Add experimental ROCmFP4 quantization support#24184
Conversation
(cherry picked from commit 22c4f745008abcd26d4c3235aee90288448171a2)
|
Hi @charlie12345, thanks for your contribution! Per our contribution guidelines, the automated PR checker found the following issue(s) that need your attention:
Please note that maintainers reserve the right to make final decisions on PRs. If you believe there is a mistake, please comment below. |
|
This is not even close to following contribution guidelines. |
|
Thanks for the guidance. I split this into a smaller CPU/reference-format PR that avoids backend changes: #24185.\n\nI am closing this larger backend-inclusive PR in favor of the smaller first step. If the CPU/reference tensor format is acceptable, I can submit ROCm/HIP and Vulkan acceleration as focused follow-up PRs. |
PR title
Add experimental ROCmFP4 quantization support
Summary
This PR adds two experimental GGUF tensor types for AMD-oriented 4-bit floating-point quantization:
Q4_0_ROCMFP4: dual-scale ROCmFP4 layout, 18 bytes per 32-value block, 4.50 bpw.Q4_0_ROCMFP4_FAST: single-scale ROCmFP4 layout, 17 bytes per 32-value block, 4.25 bpw.The implementation is additive.

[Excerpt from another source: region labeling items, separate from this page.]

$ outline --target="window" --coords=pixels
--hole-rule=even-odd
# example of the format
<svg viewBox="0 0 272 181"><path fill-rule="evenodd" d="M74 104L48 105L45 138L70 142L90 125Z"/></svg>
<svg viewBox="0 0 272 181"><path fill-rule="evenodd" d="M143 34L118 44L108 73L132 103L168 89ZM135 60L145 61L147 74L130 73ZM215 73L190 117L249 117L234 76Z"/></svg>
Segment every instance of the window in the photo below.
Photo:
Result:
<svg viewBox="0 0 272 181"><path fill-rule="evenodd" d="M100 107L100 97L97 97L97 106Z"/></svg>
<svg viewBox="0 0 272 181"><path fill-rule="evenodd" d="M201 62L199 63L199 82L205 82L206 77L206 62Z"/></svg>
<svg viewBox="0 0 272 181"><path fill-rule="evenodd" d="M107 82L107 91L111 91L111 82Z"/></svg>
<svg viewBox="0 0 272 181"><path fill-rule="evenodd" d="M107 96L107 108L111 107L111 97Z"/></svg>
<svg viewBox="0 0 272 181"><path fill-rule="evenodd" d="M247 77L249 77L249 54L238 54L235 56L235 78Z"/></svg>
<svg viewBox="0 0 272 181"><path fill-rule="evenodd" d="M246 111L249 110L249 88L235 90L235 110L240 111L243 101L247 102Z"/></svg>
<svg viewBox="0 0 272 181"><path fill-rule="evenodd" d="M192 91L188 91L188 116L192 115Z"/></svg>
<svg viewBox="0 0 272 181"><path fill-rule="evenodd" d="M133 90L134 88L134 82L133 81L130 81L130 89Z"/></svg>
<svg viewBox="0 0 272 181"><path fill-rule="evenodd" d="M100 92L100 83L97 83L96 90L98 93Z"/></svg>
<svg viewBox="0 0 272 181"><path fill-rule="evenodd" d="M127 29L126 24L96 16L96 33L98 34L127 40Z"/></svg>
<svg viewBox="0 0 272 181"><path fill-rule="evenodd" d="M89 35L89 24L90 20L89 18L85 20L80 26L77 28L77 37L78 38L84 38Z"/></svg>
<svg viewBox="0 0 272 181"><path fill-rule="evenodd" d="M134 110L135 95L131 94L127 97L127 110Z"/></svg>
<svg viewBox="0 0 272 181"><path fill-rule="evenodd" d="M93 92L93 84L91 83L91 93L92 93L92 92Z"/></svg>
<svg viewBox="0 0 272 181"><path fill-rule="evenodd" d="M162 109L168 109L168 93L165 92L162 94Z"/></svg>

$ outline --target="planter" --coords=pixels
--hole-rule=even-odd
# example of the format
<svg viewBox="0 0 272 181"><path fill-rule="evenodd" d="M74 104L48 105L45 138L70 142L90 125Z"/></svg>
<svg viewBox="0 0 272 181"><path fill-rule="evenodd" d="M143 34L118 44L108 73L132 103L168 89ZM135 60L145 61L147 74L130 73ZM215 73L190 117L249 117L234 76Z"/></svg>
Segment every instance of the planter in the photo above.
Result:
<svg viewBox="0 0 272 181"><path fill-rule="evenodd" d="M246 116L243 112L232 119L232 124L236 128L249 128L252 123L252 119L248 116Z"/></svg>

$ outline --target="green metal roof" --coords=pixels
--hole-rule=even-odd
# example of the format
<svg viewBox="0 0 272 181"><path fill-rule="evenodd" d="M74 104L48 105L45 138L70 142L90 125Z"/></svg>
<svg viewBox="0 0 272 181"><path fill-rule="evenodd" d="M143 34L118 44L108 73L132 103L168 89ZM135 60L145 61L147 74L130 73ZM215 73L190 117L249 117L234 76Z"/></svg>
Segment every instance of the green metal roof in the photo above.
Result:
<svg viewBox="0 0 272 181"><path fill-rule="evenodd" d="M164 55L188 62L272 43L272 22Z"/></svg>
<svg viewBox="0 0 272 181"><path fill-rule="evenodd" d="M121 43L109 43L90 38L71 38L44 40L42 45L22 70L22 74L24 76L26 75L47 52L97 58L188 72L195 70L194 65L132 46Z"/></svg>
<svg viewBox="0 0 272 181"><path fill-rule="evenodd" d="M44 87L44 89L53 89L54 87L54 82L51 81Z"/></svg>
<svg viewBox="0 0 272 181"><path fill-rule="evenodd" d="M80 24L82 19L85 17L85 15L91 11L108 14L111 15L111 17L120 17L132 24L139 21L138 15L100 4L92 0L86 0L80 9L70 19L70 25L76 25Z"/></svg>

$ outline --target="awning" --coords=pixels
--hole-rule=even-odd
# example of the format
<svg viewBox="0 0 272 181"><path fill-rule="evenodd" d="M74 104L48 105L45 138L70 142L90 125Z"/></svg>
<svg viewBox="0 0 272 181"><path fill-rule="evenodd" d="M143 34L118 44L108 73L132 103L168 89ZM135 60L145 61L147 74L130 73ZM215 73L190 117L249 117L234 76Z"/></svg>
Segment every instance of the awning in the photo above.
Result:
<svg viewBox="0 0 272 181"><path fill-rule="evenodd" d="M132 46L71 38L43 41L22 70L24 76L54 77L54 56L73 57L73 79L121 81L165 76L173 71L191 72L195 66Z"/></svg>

Existing GGUF tensor types, file types, quantization modes, and backend dispatch paths are unchanged unless a tensor is explicitly quantized as
Q4_0_ROCMFP4orQ4_0_ROCMFP4_FAST.The goal is to make ROCmFP4 usable from the normal llama.cpp workflow while preserving the existing llama.cpp stack:
llama-quantizecan create ROCmFP4 GGUFs from normal source models.--imatrixworks through the existing importance-matrix quantization path.Why
AMD Strix Halo class systems benefit from compact low-bit tensor formats that still map cleanly onto the existing HIP and Vulkan backend structure. ROCmFP4 provides a compact FP4-style representation with finite E4M3 scales and a small signed codebook, while keeping the implementation inside llama.cpp's existing quantization and backend abstractions.
This is not presented as a native rocWMMA FP4 tensor-core path. The current speed and memory benefits come from the compact GGUF layout plus dedicated HIP/Vulkan decode and matmul paths. Future backend work can build on the same tensor types without changing the file format.
User-facing usage
Quantize:
Quantize with an importance matrix:
Run as usual with the HIP or Vulkan backend enabled:
Advanced mixed recipes should use the existing
--tensor-typeand--tensor-type-fileoptions rather than adding more public file-type presets.Implementation notes
ggml/rocmfp4/.Q4_0_ROCMFP4andQ4_0_ROCMFP4_FAST.Compatibility and risk containment
This PR avoids changing existing quant behavior:
One review point: the new ggml/llama type IDs are currently assigned as
100and101. This preserves compatibility with existing experimental ROCmFP4 GGUF files, but they can be renumbered to the next contiguous upstream values if maintainers prefer that before merge.Local validation
Validated locally on the upstream-ready branch:
The local machine does not have
nvcc, so CUDA-enabled compilation should be covered by CI or by a maintainer with CUDA hardware. The HIP backend shares source files with the CUDA backend, so this is the main compatibility check I would want before merging.Suggested reviewer focus
100/101or be renumbered before merge.ggml-cudasources.ggml/rocmfp4/.